Músicos locales residentes en el extranjero se reúnen para un concierto experimental

Roberto Maqueda y Carlota Cáceres, en los ensayos de esta semana de Container Ensamble. :: J. V. Arnelas/
Roberto Maqueda y Carlota Cáceres, en los ensayos de esta semana de Container Ensamble. :: J. V. Arnelas

La electrónica, el vídeo o la performance forman parte de una propuesta chocante y políticamente incorrecta que busca la reflexión del espectador

A. GILGADO

badajoz. Roberto Maqueda y Carlota Cáceres se mueven por medio mundo como percusionistas. Estudiaron en el conservatorio de Badajoz y se especializaron en el de Basilea. Allí llevan ya casi diez años y ahora se han propuesto traer a Badajoz la música actual que se hace en Suiza, Alemania o Inglaterra.

Durante estas dos semanas han convertido sus casas en una posada en la que acogen a otros músicos extremeños amigos desperdigados por Europa. Ensayan en la Residencia Universitaria de Caja de Badajoz y en el Centro Joven y a esta particular reunión le han llamado Container Ensamble, en alusión a los contenedores que mueven los instrumentos con los que viajan. Entre la veintena de participantes, diez vienen de Suiza, Alemania, Bélgica y Estados Unidos.

Su propuesta es valiente, arriesgada y políticamente incorrecta. El primer concierto se podrá ver el lunes a las ocho y media de la tarde en el Salón de Plenos de la Diputación. Se cerrará con una pieza para megáfonos, pero el verdadero salto al vacío será en el López de Ayala el jueves a las ocho y media de la tarde.

Tienen en el repertorio Generation Kill, una pieza que toma nombre de los famosos documentales sobre la guerra de Irak en la que se veía a los conductores de los tanques americanos manejar los mandos escuchando música electrónica igual que cuando juegan a la Playstation.

Sobre el López se verá a cuatro intérpretes colocados detrás de cuatro pantallas en las que se proyectan vídeos previamente grabados.

Otros cuatro intérpretes con mandos de playstation controlan las imágenes.

Mezclar la música con performance audiovisuales es algo habitual en festivales de música actual en el centro de Europa. La electrónica y el vídeo se dos elementos más.

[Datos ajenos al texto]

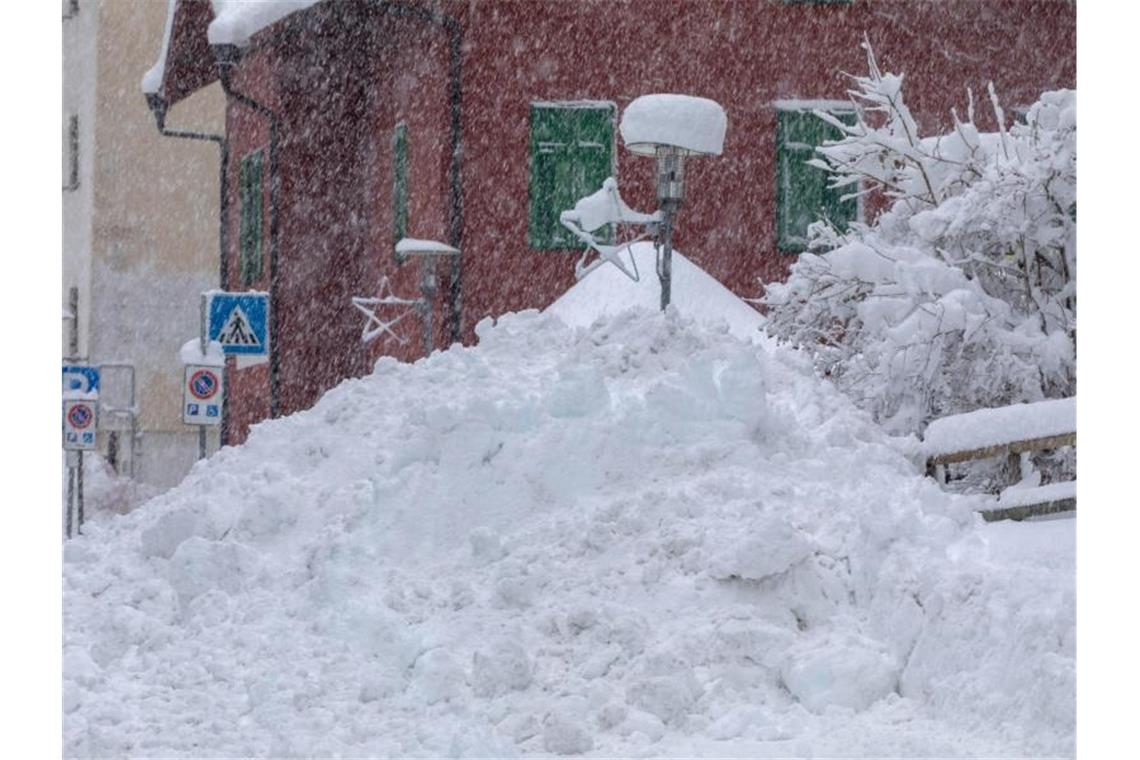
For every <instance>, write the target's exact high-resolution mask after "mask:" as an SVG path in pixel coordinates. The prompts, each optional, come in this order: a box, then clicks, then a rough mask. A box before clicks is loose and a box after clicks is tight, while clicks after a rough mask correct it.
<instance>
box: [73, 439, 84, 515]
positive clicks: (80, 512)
mask: <svg viewBox="0 0 1140 760" xmlns="http://www.w3.org/2000/svg"><path fill="white" fill-rule="evenodd" d="M75 491H76V497H78V502H79V523H78V525H76V526H75V533H76V534H79V536H82V534H83V452H82V451H80V452H79V467H76V468H75Z"/></svg>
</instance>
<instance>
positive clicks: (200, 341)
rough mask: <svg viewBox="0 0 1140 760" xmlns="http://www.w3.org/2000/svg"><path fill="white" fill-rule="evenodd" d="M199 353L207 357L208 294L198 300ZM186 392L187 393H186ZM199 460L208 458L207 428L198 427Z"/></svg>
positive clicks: (202, 356)
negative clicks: (200, 459)
mask: <svg viewBox="0 0 1140 760" xmlns="http://www.w3.org/2000/svg"><path fill="white" fill-rule="evenodd" d="M198 353H201V354H202V358H203V360H205V356H206V294H205V293H203V294H202V296H201V297H200V299H198ZM184 392H185V391H184ZM197 427H198V459H205V458H206V427H205V425H198V426H197Z"/></svg>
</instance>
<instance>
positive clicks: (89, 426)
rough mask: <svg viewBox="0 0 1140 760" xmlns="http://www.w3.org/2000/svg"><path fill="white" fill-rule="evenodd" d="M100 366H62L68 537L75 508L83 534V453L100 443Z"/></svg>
mask: <svg viewBox="0 0 1140 760" xmlns="http://www.w3.org/2000/svg"><path fill="white" fill-rule="evenodd" d="M98 408H99V368H98V367H91V366H87V365H64V367H63V444H64V450H65V451H66V452H67V455H66V456H67V515H66V520H65V523H66V529H67V538H71V536H72V510H73V508H74V509H75V512H76V513H78V514H76V517H78V520H76V532H78V533H79V534H82V533H83V452H84V451H93V450H95V449H96V444H97V439H98V436H97V433H96V431H97V428H98V425H97V415H98Z"/></svg>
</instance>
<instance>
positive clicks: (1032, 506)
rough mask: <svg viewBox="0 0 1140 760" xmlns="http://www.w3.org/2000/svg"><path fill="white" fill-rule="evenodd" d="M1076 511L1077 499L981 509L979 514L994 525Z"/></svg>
mask: <svg viewBox="0 0 1140 760" xmlns="http://www.w3.org/2000/svg"><path fill="white" fill-rule="evenodd" d="M1075 509H1076V499H1057V500H1056V501H1042V502H1041V504H1026V505H1023V506H1020V507H1009V508H1005V509H979V512H980V513H982V516H983V517H984V518H985V521H986V522H987V523H992V522H995V521H998V520H1025V518H1026V517H1033V516H1035V515H1051V514H1053V513H1057V512H1074V510H1075Z"/></svg>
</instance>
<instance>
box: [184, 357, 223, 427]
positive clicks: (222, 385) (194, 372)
mask: <svg viewBox="0 0 1140 760" xmlns="http://www.w3.org/2000/svg"><path fill="white" fill-rule="evenodd" d="M225 394H226V389H225V381H223V376H222V368H221V367H207V366H204V365H186V379H185V382H184V383H182V422H184V423H186V424H187V425H219V424H221V400H222V398H223V397H225Z"/></svg>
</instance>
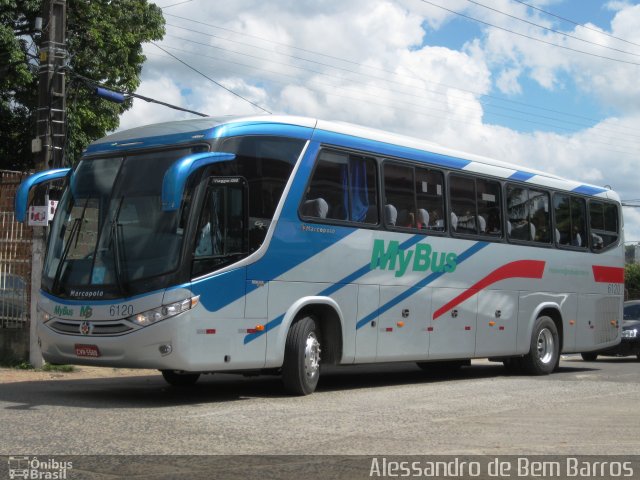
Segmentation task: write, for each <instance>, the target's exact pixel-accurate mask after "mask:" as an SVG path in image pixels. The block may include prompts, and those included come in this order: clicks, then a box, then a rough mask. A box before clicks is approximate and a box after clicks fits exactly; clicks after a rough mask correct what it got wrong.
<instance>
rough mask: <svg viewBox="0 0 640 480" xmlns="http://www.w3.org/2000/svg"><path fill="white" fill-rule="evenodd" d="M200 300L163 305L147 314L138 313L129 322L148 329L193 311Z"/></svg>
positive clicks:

«Estoy bastante seguro de que no va dejar indiferente. En España es difícil ver algo así y en Extremadura casi inimaginable». Generation Kill, del compositor belga Stefan Prins, se ha interpretado una o dos veces en España, según explican los dos productores de Container Ensamble.

Además de tirar de amigos y de dedicar sus vacaciones navideñas a producir los dos conciertos, la propuesta requiere de un presupuesto mínimo de 4.500 euros, básicamente comprar materiales porque los músicos cobran algo testimonial y el alojamiento lo ponen ellos. Según cuentan, los gastos se han cubierto gracias a una subvención de la Junta y a la aportación de una plataforma de micromecenazgo. También tienen el apoyo de la Filarmónica de Badajoz, que lo ha incluido en su ciclo de Música Actual. «Quería hacer en mi ciudad algo que ya se hace en el resto de Europa. Dentro de diez años supongo que todo sería más fácil», explica Roberto. Para Carlota se trata de una forma de reivindicar el talento musical local y de entender que la música, como el resto de disciplinas artísticas, está también para hacer reflexionar sobre los males de la sociedad actual al espectador, como también hacen el cine o la pintura.